Sebastián Grimón: “Las campanas, además de ser historia y cultura, hacen un bien público y social”

La noticia de un nuevo escrito presentado por una veintena de vecinos solicitando al Ayuntamiento que inste a la Parroquia a silenciar las campanas de la Iglesia de San Mateo incluso de día, ha desatado nuevamente la polémica entre los vecinos.

Los casi 200 comentarios que los internautas han dejado en la página de Facebook de Noticias de San Mateo desde la pasada semana denotan un malestar general con esta nueva queja. Malestar que se siente también en la propia Parroquia, cuyo sacerdote, Sebastián Grimón, asegura que ya ha puesto el asunto en manos de abogados. Hablamos con él.

 

–  Las campanas han vuelto al centro de la polémica, ¿qué opinión le merece?

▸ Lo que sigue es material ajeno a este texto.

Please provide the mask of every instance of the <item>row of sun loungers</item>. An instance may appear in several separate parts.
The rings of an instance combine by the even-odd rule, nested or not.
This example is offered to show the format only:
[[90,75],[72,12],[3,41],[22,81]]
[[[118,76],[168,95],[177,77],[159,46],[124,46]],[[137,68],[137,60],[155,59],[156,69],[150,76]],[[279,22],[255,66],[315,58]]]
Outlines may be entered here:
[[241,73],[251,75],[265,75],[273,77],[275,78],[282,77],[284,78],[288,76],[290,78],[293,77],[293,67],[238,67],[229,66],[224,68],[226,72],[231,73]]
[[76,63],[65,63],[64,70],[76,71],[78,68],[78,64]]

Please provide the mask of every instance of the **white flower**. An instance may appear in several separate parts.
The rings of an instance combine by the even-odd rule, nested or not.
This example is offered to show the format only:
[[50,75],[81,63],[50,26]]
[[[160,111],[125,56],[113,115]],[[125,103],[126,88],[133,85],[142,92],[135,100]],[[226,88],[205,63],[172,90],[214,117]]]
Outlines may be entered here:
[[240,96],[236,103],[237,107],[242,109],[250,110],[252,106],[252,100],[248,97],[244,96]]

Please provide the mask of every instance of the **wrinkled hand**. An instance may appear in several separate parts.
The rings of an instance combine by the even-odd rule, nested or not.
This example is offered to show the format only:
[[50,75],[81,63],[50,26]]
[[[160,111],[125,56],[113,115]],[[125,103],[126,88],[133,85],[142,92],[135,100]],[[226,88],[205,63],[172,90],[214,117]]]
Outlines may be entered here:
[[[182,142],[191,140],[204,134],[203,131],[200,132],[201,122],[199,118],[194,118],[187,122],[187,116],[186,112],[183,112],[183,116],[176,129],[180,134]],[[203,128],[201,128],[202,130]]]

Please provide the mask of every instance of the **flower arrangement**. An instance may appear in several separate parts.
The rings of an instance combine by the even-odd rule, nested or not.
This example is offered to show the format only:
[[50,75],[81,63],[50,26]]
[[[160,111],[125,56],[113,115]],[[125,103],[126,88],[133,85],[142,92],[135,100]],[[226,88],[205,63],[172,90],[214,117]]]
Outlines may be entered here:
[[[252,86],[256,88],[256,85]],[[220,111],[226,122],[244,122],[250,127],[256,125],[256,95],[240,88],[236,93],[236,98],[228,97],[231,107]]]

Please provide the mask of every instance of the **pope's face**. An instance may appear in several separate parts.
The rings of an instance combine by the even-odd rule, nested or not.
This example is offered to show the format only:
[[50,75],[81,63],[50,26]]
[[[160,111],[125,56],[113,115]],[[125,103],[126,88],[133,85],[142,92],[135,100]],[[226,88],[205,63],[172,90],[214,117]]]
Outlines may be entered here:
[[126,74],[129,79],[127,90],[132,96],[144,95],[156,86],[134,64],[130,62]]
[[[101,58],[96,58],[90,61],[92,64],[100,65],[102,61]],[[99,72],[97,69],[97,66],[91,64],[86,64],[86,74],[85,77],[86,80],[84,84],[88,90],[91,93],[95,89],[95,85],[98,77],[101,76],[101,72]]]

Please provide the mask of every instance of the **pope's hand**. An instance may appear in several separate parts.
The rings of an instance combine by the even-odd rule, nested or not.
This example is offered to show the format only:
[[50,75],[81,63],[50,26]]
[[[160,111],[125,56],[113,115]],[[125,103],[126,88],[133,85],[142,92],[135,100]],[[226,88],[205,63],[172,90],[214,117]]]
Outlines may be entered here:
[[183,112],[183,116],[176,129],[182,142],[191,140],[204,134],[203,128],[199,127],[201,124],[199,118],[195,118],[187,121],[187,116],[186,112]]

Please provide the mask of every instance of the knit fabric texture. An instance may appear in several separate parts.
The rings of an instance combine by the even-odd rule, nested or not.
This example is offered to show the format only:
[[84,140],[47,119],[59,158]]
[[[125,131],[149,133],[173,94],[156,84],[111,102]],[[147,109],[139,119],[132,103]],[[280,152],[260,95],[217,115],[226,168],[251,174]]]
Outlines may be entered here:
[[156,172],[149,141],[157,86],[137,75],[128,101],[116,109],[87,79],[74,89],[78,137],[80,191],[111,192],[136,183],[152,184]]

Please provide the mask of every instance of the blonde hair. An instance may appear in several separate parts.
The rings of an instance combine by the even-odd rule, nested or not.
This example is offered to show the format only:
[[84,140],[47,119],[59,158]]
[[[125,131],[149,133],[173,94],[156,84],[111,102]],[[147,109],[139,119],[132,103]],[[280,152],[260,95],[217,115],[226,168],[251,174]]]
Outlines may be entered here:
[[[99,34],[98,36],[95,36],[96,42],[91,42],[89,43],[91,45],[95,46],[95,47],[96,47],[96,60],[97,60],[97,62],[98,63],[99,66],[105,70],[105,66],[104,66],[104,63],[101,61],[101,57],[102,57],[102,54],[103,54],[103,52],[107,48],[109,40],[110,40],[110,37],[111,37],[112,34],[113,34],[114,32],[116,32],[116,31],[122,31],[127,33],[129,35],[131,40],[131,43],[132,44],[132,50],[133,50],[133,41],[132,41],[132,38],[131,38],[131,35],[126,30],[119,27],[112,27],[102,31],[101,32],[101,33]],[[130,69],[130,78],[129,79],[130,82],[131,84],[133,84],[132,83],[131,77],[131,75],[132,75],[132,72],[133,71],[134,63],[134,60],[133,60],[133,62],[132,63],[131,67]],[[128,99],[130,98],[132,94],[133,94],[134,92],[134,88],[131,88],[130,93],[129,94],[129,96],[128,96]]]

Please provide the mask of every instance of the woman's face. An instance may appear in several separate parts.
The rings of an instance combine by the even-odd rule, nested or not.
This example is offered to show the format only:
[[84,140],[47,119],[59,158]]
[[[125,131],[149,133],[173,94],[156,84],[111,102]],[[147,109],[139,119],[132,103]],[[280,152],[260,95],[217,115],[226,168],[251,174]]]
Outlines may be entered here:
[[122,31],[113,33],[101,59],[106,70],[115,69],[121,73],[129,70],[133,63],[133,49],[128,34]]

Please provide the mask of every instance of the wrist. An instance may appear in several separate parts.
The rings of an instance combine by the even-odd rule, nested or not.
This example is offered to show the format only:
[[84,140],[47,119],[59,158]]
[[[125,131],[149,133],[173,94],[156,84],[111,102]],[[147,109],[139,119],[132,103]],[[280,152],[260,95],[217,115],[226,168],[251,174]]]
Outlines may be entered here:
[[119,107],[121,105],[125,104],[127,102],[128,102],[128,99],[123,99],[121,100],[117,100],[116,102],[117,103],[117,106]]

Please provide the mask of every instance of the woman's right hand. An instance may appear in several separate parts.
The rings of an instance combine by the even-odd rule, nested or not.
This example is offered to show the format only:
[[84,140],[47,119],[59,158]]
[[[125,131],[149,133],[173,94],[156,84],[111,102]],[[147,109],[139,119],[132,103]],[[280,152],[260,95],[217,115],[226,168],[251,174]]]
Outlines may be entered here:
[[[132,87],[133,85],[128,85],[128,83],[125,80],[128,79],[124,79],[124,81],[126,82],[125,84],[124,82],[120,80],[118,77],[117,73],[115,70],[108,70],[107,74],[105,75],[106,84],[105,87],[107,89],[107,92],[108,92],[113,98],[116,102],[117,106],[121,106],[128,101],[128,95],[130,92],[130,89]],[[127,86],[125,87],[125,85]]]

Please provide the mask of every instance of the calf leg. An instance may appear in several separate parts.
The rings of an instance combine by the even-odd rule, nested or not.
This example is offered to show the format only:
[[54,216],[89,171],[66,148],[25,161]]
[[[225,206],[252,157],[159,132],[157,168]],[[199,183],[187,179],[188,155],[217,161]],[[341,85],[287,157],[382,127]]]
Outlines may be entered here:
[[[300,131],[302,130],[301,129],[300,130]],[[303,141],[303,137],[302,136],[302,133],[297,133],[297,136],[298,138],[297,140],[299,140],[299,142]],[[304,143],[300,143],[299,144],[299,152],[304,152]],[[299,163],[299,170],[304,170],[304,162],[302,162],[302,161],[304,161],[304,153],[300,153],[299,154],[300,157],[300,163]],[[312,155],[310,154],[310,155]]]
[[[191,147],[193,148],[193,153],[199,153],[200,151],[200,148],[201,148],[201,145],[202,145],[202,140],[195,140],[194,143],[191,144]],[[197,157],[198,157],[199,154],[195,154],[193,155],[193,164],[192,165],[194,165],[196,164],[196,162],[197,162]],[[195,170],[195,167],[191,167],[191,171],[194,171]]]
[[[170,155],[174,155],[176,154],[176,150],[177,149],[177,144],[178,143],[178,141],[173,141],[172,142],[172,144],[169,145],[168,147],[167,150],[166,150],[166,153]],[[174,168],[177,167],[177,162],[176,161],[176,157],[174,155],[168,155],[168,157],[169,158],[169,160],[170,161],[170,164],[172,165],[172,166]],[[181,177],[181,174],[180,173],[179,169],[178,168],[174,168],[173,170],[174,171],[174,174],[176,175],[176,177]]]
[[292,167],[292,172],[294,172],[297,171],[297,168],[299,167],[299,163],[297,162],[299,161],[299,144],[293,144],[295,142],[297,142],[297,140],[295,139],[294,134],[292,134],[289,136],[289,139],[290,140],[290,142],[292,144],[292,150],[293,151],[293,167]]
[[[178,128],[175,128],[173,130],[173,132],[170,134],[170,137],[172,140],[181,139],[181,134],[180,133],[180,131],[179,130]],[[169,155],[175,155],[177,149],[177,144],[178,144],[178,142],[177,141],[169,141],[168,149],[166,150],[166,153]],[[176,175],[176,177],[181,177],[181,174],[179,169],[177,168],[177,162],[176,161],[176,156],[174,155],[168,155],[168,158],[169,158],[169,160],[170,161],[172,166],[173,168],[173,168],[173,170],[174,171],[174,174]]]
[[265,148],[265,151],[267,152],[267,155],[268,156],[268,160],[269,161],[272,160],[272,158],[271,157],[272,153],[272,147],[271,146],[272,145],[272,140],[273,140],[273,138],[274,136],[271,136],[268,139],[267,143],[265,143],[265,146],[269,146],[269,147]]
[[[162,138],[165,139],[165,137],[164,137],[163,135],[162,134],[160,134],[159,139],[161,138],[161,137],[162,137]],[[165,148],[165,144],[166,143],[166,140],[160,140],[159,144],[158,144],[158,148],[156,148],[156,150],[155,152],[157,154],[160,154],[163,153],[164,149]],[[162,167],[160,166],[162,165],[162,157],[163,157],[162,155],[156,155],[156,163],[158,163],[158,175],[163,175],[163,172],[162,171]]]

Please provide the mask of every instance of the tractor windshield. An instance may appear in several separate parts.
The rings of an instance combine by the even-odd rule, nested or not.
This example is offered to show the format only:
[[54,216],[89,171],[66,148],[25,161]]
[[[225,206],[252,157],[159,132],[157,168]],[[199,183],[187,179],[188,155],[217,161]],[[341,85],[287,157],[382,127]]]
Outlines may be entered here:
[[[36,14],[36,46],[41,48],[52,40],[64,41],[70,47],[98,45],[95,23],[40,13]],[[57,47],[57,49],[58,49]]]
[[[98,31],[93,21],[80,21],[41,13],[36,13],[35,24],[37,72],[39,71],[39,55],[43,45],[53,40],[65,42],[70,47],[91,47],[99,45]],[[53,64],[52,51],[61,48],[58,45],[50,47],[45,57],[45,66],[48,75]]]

Absurdo. No lo entiendo. Las campanas hacen un servicio público, no privado. Hacen un bien a todo el pueblo, por lo que no entiendo que pueda haber ninguna ley, por muy ley que sea, que anule el servicio público para convertirlo en un servicio privado. Las campanas hacen un bien común para toda la comunidad. No se tocan cuando al cura le da la gana. No son un capricho ni del alcalde, ni de ningún partido. Hacen un servicio público y tienen un carácter histórico. A diario, cuando marcan las horas, las campanas marcan las pautas de convivencia de la sociedad, recuerdan a los vecinos lo que tienen que hacer en su día a día…  Según los datos que tenemos en la parroquia están sonando desde el año 1.803. Nunca han molestado, y ahora resulta que les molesta a unas cuantas personas.

 

–  El Ayuntamiento tendrá que requerir ahora a la Parroquia que regule el sonido de las campanas. ¿Qué va a hacer la Parroquia?
Yo ya he pedido al Ayuntamiento los escritos y las firmas que se han presentado porque he ido a un abogado y me ha dicho que le entregue todo para estudiarlo, y cuando lo vea veremos cómo tenemos que proceder. Por otro lado, hay mucha gente que me está diciendo que tenemos que recoger firmas a favor de que sigan sonando, que tenemos que manifestarnos… pero yo no quiero dar esos pasos aún a ver si cuando veamos los escritos podemos llegar a un entendimiento. Por eso yo le pido a los señores que han pedido la suspensión de las campanas, que tengan la amabilidad de retirar esos dos escritos.

–  ¿Se ha dirigido a usted alguna de las personas firmantes?
Nadie. Alguno incluso me ve por la calle y me vuelve la cara.

–  ¿Sería posible llegar a un acuerdo intermedio con las personas que se quejan?
Pues no lo sé. No lo sé porque, como le digo, a mí no se han dirigido, sólo sé que han entregado escritos en el Ayuntamiento, por lo que no sé realmente si es posible llegar a un acuerdo.

 

–  ¿Qué propone?

Pues les propongo, a las personas que se quejan, que piensen en el bien común. Y que si lo necesitan, tomen sus medidas. Que adapten sus casas, por ejemplo, con doble cristal para amortiguar el ruido. También hay tapones para los oídos… hay mil soluciones sin tener que perjudicar a todo un pueblo. Es mucha la gente que me dice por la calle que sin las campanas no se sabe ni la hora que es, y lo más increíble es que según sé, hay personas que han firmado que ni siquiera viven aquí a diario, sino que vienen sólo los fines de semana. Hay que ser serio y responsable. Las campanas forman parte de la historia de los pueblos.

 

– La nueva petición no pasa sólo por eliminar el sonido de las campanas de noche, sino también de día…
Por eso digo que es un absurdo. ¿Cómo van a quitar el sonido de las campanas del pueblo? Porque las campanas no son ni de la iglesia, ni del ayuntamiento, sino del pueblo. Fueron pagadas con dinero de gente del pueblo, de emigrantes que tuvieron que salir de aquí para poder sobrevivir.

 

–  A buen seguro, alguna persona de las que firmaron ese escrito, va a leer esta entrevista. ¿Qué le diría?
Que se paren a pensar, que piensen en la ciudadanía de San Mateo. Hay que pensar, insisto, en el bien común, en la historia, en la idiosincrasia del pueblo. Es más, les diría que no sólo habría que dejarlas como están, sino recuperar otra serie de toques que se hacían antes, como el Angelus, que antes se tocaba aquí a mediodía, o la Oración del Alba, que se tocaba de madrugada… En cualquier caso, nosotros vamos a luchar porque las campanas sigan sonando, como debe ser.